O trabalho de Adalton Marques é uma excelente etnográfia sobre a cartografia simbólica no interior de um sistema prisional, cujas categorias “nativas” delimitam espaços “sagrados e profanos”: o “convívio”, o “seguro”, e a “cela dos evangélicos”.

Tal sistema de regra é criado pela população prisional a fim de estabelecer os que agem ou não com o “proceder”. Trata-se de leis internas que determinam os modos adequados para o convívio, punindo aqueles que as violam: tais leis vão desde as formas como estabelecer uma relação de amizade ou “respeito” a comportamentos.

O espaço dos “homens honrados”, isto é, aqueles que “tem proceder” é chamado de “convívio”. Segundo o autor, trata-se de um “espaço investido de sacralidade” (p. 25), onde a honra dos indivíduos são constantemente provadas.
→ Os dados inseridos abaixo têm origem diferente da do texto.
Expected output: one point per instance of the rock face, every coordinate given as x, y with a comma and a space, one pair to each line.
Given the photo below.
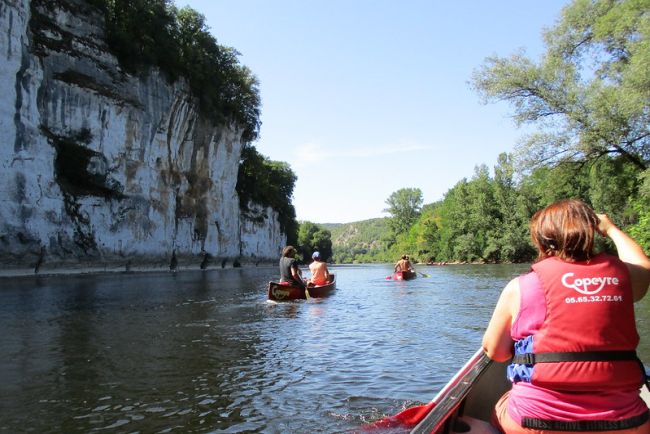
102, 167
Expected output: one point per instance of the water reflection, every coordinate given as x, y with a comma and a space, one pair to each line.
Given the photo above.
205, 351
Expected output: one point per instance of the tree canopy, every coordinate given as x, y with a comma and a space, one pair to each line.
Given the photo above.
144, 33
404, 206
588, 96
587, 101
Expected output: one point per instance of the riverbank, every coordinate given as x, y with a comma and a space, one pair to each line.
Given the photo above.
70, 268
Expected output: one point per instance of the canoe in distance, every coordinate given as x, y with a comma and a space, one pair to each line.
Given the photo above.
282, 292
404, 275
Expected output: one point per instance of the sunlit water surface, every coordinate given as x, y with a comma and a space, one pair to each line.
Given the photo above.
206, 352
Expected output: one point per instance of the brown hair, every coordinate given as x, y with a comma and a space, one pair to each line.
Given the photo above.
289, 252
564, 229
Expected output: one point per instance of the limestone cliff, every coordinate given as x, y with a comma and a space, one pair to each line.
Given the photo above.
102, 167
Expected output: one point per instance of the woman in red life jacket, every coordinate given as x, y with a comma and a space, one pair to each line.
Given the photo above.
569, 327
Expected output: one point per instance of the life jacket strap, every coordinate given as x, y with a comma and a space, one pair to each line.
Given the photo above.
582, 356
585, 425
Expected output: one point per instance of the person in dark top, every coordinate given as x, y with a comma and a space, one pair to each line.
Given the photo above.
289, 270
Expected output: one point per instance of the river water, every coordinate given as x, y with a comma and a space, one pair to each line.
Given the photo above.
204, 351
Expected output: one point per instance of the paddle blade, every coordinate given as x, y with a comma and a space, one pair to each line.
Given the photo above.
406, 418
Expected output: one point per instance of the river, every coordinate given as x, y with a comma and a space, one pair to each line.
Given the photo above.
204, 351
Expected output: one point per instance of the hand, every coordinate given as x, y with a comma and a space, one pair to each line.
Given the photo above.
604, 224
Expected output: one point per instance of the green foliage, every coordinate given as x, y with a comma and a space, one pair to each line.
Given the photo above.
404, 206
589, 99
271, 183
312, 237
366, 241
145, 33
O termo “ladrão” é qualificado para descrever aqueles que têm “proceder”, em oposição ao “mané”.

Outro espaço descrito pelo autor é o “seguro”. Trata-se de um lugar reservado aos indivíduos que não conseguiram manter-se no “convívio” por não terem o “proceder”. Este lugar é uma criação institucional, chamado também de “espaço dos escondidos”, pois é reservado aos presos ameaçados no “convívio”. Tal lugar é um “seguro” que garante a integridade de indivíduos acusados de “estupro”, “pé-de-pato” (justiceiros) e indivíduos que tem inimigos no “convívio”. Estes são punidos pela sociedade e também pelos detentos, classificados por estes como não tendo “proceder”. Segundo o autor, este é o primeiro lugar a ser invadido quando ocorre uma rebelião, cujo objetivo é punir com morte seus habitantes.

O terceiro espaço é a “cela dos evangélicos”, o espaço religioso. Trata-se de um espaço intermediário entre o “seguro” e o “convívio”. Ao contrário do “seguro”, o espaço religioso dos evangélicos é respeitado e permitido no “convívio”, desde que seu comportamento cristão seja provado. Há uma perseguição àqueles que supostamente se “escondem atrás da Bíblia”. Embora possam conviver no “convívio”, aos evangélicos não é permitido participar de seus litígios, como por exemplo, fumar, possuir celular, além de serem identificados pelas vestes. O violador está sujeito a ser enviado para o “seguro” ou mesmo ser morto. Sua conversão é constantemente vigiada. Marques destaca que a “cela dos evangélicos” não sofre o mesmo rebaixamento moral dirigido aos do “seguro” (p. 29).
 
NOTA: A pesquisa de campo foi realizada na Penitenciária José Parada Neto e Instituição Cláudio Amâncio, em São Paulo. A dissertação de Mestrado foi defendida recentemente (2009) na USP.